Kled provides a self-adaptive threshold calculation mechanism and is accessible to users without domain knowledge.
FUNDING
This work was supported by National Natural Science Foundation of China (No: 62331012, 32000467), Natural Science Foundation of Heilongjiang Province (No: LH2023F014), China Postdoctoral Science Foundation (Nos: 2022 M720965 and 2020 M681086) and Heilongjiang Provincial Postdoctoral Science Foundation (No: LBH-Z20014).
DATA AVAILABILITY
The crucial parameters for each detection tool used in the experiments are listed in Supplementary Table S12. The reference genome, sequencing data and ground truth callsets in this study are listed in Supplementary Table S13. Versions of the software we used are listed in Supplementary Table S14. The implementation of kled can be accessed from GitHub (https://github.com/CoREse/kled).
Author Biographies
Zhendong Zhang is a PhD candidate in the Center for Bioinformatics at Harbin Institute of Technology. His research focuses on variation detection algorithms.
Tao Jiang is an associate professor in the Center for Bioinformatics at Harbin Institute of Technology. His research focuses on variation detection algorithms.
Shuqi Cao is a PhD candidate in the Center for Bioinformatics at Harbin Institute of Technology. Her research focuses on variation detection algorithms.

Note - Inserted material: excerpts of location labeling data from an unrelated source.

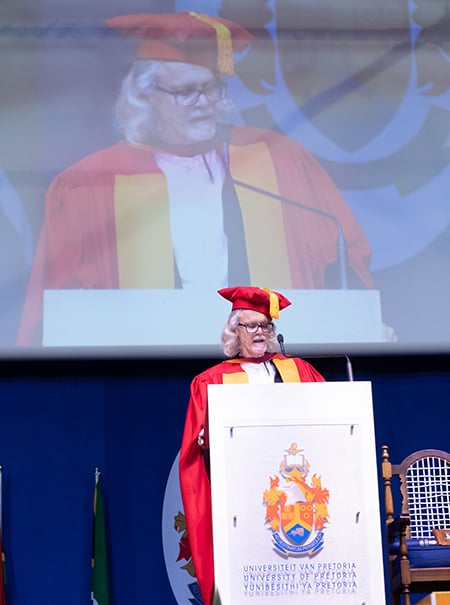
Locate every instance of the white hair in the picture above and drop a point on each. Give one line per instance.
(230, 338)
(135, 117)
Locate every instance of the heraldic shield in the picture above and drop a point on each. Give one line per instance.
(297, 526)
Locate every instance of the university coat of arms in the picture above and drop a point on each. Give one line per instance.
(297, 510)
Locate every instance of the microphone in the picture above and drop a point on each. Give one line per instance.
(344, 355)
(341, 243)
(280, 339)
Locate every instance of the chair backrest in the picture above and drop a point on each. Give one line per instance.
(425, 488)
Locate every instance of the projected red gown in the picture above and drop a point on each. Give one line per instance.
(194, 481)
(107, 223)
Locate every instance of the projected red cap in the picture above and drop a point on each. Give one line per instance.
(257, 299)
(188, 37)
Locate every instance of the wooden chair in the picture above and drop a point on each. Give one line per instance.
(418, 536)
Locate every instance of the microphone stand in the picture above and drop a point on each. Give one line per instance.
(350, 378)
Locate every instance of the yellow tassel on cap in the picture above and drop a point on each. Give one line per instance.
(225, 63)
(274, 304)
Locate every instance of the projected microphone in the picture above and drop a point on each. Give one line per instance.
(341, 243)
(337, 355)
(280, 339)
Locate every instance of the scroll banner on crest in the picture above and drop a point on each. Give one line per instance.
(295, 494)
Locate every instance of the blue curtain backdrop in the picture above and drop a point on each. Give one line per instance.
(61, 419)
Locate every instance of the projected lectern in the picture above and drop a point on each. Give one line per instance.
(294, 494)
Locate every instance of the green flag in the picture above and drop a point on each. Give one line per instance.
(100, 576)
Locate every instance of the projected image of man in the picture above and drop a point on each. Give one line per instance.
(162, 209)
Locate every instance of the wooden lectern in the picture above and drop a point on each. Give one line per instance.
(295, 494)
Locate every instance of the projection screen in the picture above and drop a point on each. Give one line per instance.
(324, 175)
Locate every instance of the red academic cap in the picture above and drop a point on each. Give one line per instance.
(257, 299)
(189, 37)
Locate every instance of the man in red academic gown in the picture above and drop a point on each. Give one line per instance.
(249, 340)
(162, 210)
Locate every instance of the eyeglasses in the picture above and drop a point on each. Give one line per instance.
(253, 328)
(186, 98)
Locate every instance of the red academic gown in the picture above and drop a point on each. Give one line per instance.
(107, 223)
(194, 481)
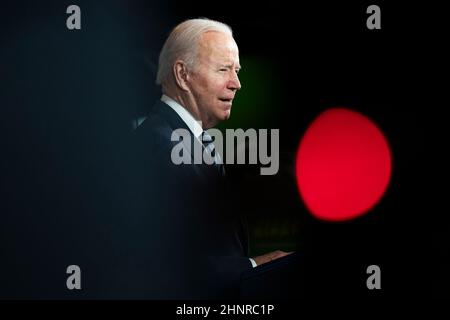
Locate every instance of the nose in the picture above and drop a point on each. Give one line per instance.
(234, 84)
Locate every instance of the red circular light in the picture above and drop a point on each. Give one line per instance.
(343, 165)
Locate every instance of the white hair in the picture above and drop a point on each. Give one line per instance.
(182, 43)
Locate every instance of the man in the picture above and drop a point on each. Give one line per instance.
(203, 246)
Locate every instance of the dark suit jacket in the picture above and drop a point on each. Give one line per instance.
(182, 240)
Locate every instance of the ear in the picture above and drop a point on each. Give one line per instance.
(181, 74)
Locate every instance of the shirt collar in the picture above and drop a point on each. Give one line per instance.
(185, 115)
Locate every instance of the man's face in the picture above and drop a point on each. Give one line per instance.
(214, 80)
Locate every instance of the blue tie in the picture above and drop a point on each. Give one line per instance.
(209, 146)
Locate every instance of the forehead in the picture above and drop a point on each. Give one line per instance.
(218, 45)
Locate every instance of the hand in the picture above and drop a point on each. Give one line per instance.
(270, 256)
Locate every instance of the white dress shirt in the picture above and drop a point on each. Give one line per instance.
(193, 125)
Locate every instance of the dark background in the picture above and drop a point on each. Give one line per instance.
(68, 98)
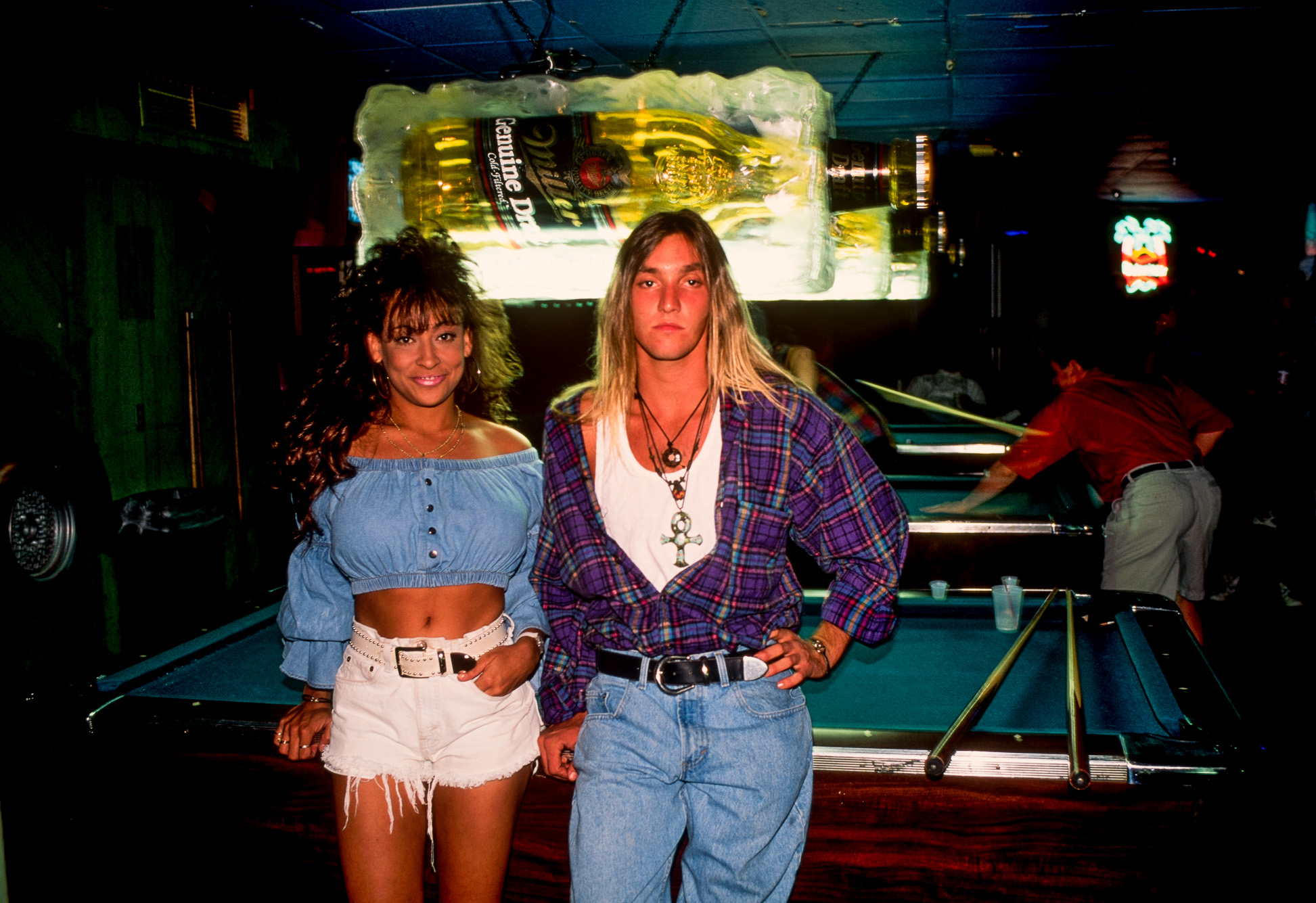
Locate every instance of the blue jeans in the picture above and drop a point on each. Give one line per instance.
(729, 764)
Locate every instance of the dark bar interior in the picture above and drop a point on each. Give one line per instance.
(183, 214)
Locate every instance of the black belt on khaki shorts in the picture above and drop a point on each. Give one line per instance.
(674, 674)
(1147, 469)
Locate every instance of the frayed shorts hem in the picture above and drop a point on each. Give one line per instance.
(359, 769)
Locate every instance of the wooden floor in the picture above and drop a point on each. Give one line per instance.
(246, 820)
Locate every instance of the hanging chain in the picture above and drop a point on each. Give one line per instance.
(537, 43)
(662, 39)
(855, 85)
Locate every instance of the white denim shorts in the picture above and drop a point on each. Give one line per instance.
(426, 732)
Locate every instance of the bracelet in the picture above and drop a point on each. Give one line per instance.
(821, 649)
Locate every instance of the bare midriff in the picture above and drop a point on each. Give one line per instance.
(438, 611)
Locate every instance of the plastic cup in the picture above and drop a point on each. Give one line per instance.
(1007, 603)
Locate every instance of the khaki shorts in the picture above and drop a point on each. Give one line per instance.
(1158, 535)
(424, 732)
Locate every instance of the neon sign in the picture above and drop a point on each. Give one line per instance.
(1144, 260)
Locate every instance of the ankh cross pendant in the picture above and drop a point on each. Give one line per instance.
(681, 536)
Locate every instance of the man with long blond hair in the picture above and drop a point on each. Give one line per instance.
(671, 678)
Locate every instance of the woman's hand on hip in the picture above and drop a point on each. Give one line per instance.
(304, 731)
(503, 669)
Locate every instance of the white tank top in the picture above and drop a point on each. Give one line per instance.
(639, 510)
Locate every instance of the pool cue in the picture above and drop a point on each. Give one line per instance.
(915, 402)
(882, 421)
(1081, 776)
(940, 756)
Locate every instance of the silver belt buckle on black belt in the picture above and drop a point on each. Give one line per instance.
(671, 691)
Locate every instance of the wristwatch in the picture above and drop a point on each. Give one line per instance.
(821, 649)
(535, 634)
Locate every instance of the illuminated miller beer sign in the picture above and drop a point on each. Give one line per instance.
(544, 172)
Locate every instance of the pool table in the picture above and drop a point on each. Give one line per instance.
(187, 733)
(1045, 530)
(968, 441)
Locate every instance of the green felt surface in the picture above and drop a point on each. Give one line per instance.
(1023, 499)
(928, 670)
(245, 670)
(917, 680)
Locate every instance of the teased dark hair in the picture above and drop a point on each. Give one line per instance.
(406, 285)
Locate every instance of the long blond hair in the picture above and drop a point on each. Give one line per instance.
(738, 363)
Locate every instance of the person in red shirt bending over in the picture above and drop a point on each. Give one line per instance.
(1143, 444)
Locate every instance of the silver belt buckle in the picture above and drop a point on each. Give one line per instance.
(422, 648)
(662, 662)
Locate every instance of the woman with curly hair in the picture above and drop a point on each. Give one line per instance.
(408, 612)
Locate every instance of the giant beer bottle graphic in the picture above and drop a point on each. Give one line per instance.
(591, 178)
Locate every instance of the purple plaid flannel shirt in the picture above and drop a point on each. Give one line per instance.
(799, 473)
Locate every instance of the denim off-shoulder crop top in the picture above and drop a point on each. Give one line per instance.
(411, 523)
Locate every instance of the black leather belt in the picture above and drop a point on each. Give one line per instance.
(675, 674)
(1148, 469)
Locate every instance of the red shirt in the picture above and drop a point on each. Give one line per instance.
(1116, 425)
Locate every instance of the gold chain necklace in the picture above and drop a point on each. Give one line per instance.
(443, 448)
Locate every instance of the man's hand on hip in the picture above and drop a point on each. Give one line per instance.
(557, 748)
(791, 651)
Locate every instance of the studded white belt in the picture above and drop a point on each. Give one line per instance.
(430, 657)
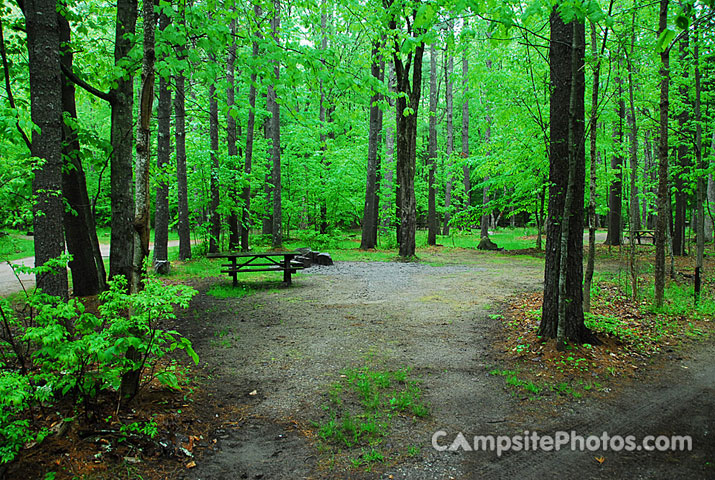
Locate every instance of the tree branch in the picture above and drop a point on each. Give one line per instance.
(86, 86)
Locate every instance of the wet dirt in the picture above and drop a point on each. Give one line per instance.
(276, 353)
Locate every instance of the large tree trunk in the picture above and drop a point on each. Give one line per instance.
(634, 222)
(388, 166)
(87, 266)
(710, 198)
(484, 221)
(615, 199)
(593, 133)
(214, 214)
(700, 165)
(181, 180)
(142, 215)
(250, 128)
(449, 100)
(406, 110)
(274, 108)
(163, 154)
(121, 254)
(663, 195)
(234, 237)
(565, 125)
(683, 167)
(43, 45)
(465, 128)
(370, 212)
(432, 225)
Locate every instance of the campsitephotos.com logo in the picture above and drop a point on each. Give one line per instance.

Yadong Liu is an assistant professor in the Center for Bioinformatics at Harbin Institute of Technology. His research focuses on genomic big data analysis.
Bo Liu is a professor in the Center for Bioinformatics at Harbin Institute of Technology. His research focuses on genome assembly algorithms.
Yadong Wang is a professor in the Center for Bioinformatics at Harbin Institute of Technology. His research focuses on developing bioinformatics methods and tools for next-generation and long-read sequencing data.
References
Author notes
Zhendong Zhang and Tao Jiang contributed equally to this work.